Tension in the Middle East and populist presidents: what the world was like 100 years ago
On the morning of Friday, 16 January 1920, representatives of governments from Asia to the Americas sat beneath the ornate chandeliers of the clock room in the Quai d’Orsay in Paris. The chairman of the gathering told them: “January 16 1920 will go down in history as the date of the birth of a new world.” He would be proved profoundly wrong. Instead, the inaugural meeting of the first world peace organisation – the League of Nations – ushered in a year of violent conflict and political populism.
More than 2,000 miles east, in Baghdad, Gertrude Bell penned a letter to her stepmother. The trailblazing British diplomat was already concerned for the future. “You say that when you open the papers the world seems tempestuous – one does not need to open the papers to realise that here.”
Iraq (then Mesopotamia) had been largely freed from Ottoman-Turkish rule by the British in 1917, but as the liberators stepped up plans to exploit the region’s oil, they were increasingly viewed as occupiers. Resentment at the British military and political presence was building. Leaders of Sunni and Shia groups, who had traditionally been at loggerheads, began weekly meetings. “The underlying thought”, Bell reported in another letter, this time to her father, “is out with the infidel.”

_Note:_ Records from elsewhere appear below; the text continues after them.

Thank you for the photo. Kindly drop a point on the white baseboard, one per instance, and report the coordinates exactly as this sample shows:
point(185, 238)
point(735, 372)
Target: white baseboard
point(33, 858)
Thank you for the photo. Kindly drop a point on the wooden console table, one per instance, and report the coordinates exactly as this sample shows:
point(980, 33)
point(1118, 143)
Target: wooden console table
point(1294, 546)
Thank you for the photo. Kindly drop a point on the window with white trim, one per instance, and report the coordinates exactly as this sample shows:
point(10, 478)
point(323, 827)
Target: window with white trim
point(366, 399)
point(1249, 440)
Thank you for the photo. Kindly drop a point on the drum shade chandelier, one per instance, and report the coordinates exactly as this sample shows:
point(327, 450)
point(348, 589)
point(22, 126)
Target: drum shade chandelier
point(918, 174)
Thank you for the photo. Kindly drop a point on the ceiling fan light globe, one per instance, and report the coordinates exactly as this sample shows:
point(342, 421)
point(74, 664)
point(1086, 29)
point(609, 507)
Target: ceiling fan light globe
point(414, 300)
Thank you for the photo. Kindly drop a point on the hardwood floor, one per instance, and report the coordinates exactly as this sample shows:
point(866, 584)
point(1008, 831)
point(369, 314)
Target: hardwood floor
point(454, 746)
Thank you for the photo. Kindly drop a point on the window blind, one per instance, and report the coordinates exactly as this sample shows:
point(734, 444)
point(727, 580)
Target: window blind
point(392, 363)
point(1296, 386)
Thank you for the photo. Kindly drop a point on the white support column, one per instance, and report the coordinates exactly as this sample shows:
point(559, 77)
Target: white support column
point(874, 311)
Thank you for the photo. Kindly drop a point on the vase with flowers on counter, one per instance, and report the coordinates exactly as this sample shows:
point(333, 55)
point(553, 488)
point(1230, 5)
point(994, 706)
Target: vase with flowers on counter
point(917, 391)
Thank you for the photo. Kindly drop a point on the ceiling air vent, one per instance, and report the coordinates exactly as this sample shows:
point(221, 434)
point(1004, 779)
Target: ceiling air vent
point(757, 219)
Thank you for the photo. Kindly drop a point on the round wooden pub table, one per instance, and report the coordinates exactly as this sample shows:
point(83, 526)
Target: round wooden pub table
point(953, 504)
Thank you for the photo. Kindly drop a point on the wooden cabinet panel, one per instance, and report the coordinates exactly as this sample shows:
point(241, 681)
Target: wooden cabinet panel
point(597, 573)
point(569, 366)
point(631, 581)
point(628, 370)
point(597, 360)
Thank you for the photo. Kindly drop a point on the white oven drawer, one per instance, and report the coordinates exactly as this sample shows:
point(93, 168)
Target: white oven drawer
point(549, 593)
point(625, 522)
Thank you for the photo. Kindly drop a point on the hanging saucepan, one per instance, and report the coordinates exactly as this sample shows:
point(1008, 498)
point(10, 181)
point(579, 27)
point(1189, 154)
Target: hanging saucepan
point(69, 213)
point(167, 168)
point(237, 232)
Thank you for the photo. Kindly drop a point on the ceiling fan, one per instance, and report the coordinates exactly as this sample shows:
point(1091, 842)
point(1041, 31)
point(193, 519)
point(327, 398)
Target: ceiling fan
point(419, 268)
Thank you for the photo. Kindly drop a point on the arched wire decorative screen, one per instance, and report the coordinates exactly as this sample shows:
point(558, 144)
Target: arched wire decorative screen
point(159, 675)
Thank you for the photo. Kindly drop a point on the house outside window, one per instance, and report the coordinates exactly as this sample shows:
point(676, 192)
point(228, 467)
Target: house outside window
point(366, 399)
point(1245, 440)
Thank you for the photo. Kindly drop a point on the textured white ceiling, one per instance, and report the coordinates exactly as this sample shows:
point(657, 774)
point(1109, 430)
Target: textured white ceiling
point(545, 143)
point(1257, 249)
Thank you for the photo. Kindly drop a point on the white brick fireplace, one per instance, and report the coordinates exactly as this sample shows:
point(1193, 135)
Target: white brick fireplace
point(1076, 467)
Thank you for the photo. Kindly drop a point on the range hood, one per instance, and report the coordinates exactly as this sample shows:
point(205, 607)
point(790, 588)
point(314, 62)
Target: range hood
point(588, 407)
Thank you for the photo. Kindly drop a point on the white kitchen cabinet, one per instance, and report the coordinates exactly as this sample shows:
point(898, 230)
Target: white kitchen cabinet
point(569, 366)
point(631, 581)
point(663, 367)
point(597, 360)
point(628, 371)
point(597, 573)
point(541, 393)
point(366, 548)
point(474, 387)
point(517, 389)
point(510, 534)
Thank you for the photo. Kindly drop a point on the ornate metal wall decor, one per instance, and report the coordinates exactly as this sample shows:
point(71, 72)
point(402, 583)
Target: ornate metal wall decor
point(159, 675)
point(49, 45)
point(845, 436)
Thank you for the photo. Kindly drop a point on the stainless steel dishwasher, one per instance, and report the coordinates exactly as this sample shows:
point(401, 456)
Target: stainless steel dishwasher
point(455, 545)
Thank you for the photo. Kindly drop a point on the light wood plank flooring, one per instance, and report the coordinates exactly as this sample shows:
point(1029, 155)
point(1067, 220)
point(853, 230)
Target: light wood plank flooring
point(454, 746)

It was also an election year in the United States. Woodrow Wilson, the occupant of the White House at the start of 1920, was a Democrat internationalist who in his inaugural address of 1917 had stated that the First World War had “made us citizens of the world” and that “there can be no turning back.” But Wilson was dying. He was making painfully slow progress recovering from a crippling stroke and would be too ill to run again. There was no guarantee his successor would share his vision, that the US had a defining role to play in the affairs of other nations and in the maintenance of world peace.